The following year he became the first genuine star of the Broadway stage to perform in Vaudeville. The variety stage was rapidly gaining in audiences and, as elegant theaters were built just for it, in respectability. Barrymore would tour doing scenes from his most famous roles or doing Shakespearian soliloquies. Barrymore found it a good way to earn money between stage engagements and tours—his lavish life style often left him embarrassed for cash. The tours also built audiences for play appearances. In the wake of Barrymore’s success, other actors would follow his example.
In 1899 he had his biggest Broadway success to date opposite Mrs. Fisk in Becky Thatcher, an adaptation of Thackeray’s novel Vanity Fair. Then he set off on a lengthy tour in The Battle of the Strong, a mediocre melodrama. Back in New York Barrymore returned to booking Vaudeville shows.
In 1901 Barrymore was on a vaudeville stage in Harlem when, according to the New York Times “he suddenly dropped his lines and began to rave.” The next day he became violent had to be taken to Belleview by his son John was admitted to a ward for the insane. He was found to be suffering from an advanced stage of syphilis which often led to mental collapse and was then incurable.
All three children were now working on the stage, but Ethel, a young beauty, was already a star she undertook her father’s medical expenses and had him transferred to a more comfortable private institution in Amityville.

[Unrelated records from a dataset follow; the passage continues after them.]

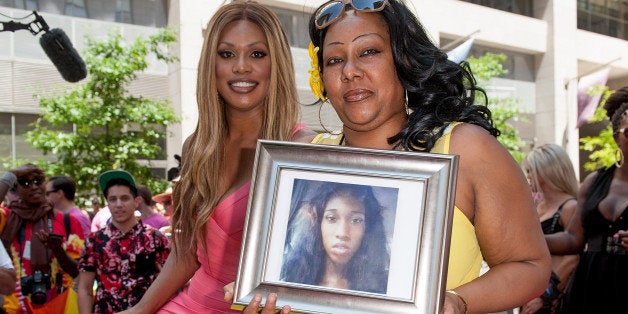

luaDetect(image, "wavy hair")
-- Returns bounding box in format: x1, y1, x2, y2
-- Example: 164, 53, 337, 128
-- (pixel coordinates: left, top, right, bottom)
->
523, 144, 578, 198
604, 86, 628, 132
281, 182, 390, 293
309, 0, 500, 151
173, 1, 299, 254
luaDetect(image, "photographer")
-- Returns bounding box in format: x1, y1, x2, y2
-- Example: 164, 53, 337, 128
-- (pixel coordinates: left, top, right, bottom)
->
0, 164, 84, 313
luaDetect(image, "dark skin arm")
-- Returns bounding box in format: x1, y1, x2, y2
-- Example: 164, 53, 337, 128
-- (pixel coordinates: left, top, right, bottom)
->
0, 267, 17, 295
36, 230, 79, 278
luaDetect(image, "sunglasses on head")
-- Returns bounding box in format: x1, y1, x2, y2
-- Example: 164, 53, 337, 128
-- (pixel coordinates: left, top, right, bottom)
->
314, 0, 388, 29
17, 177, 44, 188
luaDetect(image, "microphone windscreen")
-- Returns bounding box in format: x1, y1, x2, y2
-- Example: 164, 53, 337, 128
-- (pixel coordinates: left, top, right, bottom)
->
39, 28, 87, 83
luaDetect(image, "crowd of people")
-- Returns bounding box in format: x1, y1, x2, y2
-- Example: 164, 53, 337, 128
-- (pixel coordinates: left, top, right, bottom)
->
0, 163, 171, 314
0, 0, 628, 314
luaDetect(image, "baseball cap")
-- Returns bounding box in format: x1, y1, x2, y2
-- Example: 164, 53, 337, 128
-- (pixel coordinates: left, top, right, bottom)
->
98, 170, 137, 193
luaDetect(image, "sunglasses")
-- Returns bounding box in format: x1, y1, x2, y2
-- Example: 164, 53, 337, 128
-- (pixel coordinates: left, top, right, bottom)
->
17, 177, 44, 188
314, 0, 388, 29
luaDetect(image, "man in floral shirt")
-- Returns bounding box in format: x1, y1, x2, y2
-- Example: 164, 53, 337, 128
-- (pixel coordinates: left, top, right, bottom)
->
0, 164, 84, 314
78, 170, 169, 314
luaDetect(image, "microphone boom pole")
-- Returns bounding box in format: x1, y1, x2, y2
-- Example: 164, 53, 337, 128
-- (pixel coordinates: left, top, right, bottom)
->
0, 11, 87, 83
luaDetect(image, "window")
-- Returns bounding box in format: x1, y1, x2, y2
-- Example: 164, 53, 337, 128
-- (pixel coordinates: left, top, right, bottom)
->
270, 7, 310, 49
116, 0, 133, 24
462, 0, 534, 17
0, 0, 39, 11
578, 0, 628, 40
64, 0, 87, 17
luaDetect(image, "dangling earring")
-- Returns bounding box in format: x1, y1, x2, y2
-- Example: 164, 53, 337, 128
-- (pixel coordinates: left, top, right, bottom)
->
615, 147, 624, 168
318, 99, 342, 135
404, 90, 412, 117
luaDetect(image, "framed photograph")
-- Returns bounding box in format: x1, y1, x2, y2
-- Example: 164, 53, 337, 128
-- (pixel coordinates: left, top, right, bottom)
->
232, 140, 458, 313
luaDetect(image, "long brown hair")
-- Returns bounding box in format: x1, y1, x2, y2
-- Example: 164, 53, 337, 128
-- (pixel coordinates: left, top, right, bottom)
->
173, 1, 299, 254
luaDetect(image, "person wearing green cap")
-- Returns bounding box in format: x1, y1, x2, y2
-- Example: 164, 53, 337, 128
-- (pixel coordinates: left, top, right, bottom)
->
78, 170, 170, 313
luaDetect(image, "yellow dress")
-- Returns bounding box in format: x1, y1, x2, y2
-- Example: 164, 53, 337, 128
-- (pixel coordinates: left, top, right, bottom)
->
312, 123, 483, 289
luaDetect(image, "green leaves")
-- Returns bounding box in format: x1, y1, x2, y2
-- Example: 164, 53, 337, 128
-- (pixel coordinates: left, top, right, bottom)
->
467, 52, 527, 162
27, 28, 180, 203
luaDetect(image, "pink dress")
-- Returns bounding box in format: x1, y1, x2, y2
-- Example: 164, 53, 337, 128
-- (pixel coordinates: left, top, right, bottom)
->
158, 123, 307, 314
158, 182, 251, 314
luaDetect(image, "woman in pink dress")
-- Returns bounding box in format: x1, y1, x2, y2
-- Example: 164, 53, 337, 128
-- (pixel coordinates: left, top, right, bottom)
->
119, 1, 315, 313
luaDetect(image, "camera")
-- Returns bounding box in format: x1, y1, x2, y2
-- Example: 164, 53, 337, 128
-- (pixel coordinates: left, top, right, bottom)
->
20, 270, 51, 304
606, 237, 626, 255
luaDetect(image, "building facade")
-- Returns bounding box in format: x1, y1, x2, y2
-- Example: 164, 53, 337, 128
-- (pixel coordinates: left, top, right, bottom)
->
0, 0, 628, 180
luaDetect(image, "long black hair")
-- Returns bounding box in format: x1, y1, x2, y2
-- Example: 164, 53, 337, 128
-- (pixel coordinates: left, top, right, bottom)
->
309, 0, 500, 151
281, 182, 390, 294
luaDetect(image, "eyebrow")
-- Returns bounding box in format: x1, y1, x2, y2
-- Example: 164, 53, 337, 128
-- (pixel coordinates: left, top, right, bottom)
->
218, 40, 268, 48
327, 33, 385, 47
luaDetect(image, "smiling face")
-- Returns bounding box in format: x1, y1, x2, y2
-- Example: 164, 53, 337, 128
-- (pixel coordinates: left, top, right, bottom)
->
322, 10, 406, 137
107, 185, 141, 231
216, 20, 271, 111
321, 196, 366, 266
15, 170, 46, 207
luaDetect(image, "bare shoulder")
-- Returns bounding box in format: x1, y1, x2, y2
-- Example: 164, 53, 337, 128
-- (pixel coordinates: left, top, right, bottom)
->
450, 123, 506, 156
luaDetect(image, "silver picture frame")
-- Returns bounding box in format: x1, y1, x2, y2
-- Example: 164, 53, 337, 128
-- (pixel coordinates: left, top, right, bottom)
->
232, 140, 458, 313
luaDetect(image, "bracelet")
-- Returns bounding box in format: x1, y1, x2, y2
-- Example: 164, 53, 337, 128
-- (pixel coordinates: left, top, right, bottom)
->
445, 290, 467, 314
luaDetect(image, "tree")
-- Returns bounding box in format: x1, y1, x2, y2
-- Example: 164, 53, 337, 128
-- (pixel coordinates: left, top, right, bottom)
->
580, 85, 617, 171
26, 28, 180, 203
467, 52, 526, 162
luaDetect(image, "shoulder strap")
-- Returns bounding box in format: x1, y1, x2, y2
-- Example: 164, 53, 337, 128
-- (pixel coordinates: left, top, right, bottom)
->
63, 213, 72, 237
311, 133, 344, 145
550, 197, 575, 232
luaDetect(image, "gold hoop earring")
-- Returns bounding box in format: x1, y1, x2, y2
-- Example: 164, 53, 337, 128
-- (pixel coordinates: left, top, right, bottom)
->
615, 147, 624, 168
404, 90, 412, 117
318, 99, 342, 135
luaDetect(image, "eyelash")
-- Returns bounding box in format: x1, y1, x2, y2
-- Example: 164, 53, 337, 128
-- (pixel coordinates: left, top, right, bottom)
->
218, 50, 268, 59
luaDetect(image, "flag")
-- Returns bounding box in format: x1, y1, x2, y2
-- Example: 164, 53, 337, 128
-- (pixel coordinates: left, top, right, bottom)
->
447, 37, 475, 63
576, 67, 611, 128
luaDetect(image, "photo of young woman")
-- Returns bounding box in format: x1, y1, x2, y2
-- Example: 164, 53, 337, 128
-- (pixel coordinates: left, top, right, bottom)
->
281, 180, 397, 294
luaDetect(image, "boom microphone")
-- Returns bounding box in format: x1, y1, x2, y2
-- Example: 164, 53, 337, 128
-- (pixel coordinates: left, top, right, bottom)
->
39, 28, 87, 83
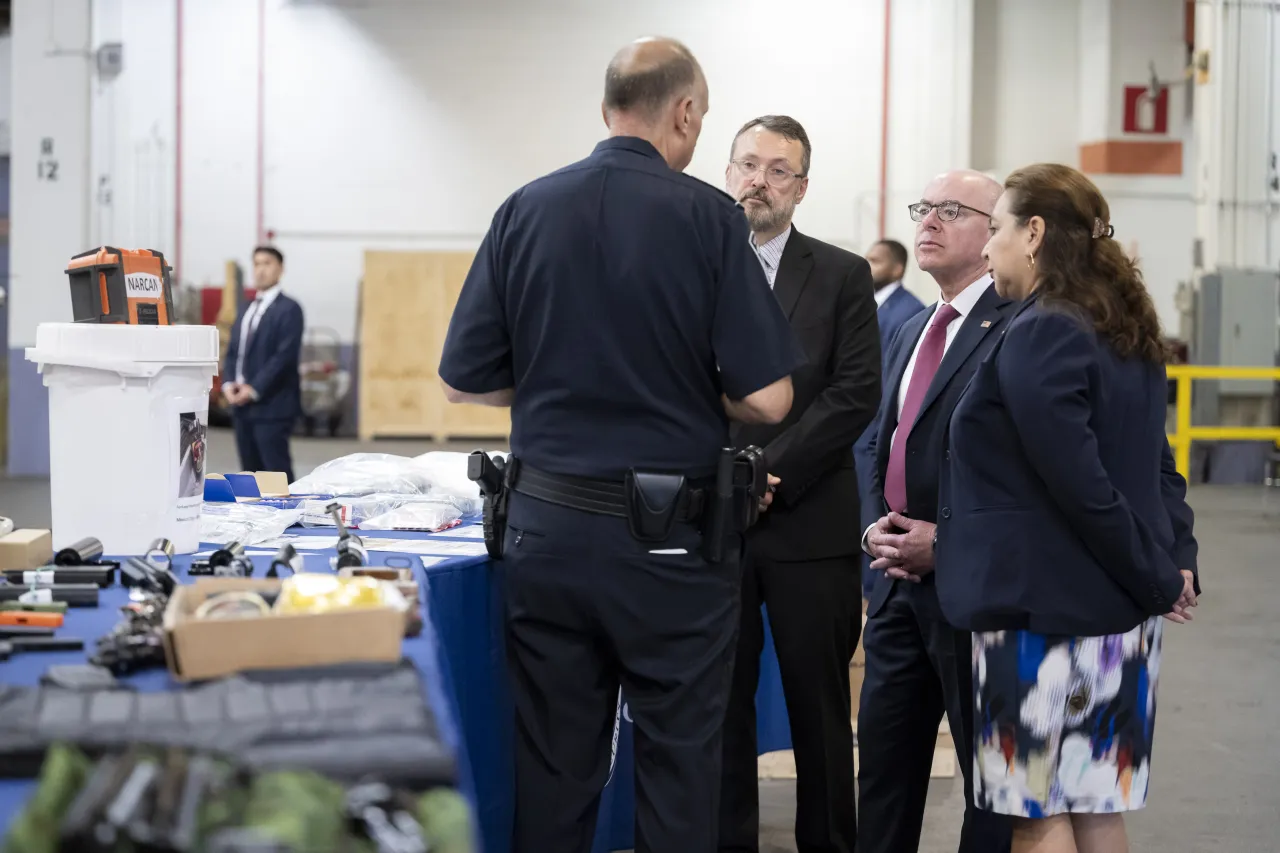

She visited him almost daily but his condition continued to deteriorate and violent episodes became more common. On one visit he attempted to strangler. Another time the still athletic patient picked up an attendant, lifted him over his head in the manner of a wrestler and threw the man several feet.
On March 25, 1905 Maurice Barrymore died in his sleep at the age of 55. Ethel had him interred next to her mother in Philadelphia. Later, when that cemetery was closed both of their graves were moved to Mount Vernon Cemetery in the same city.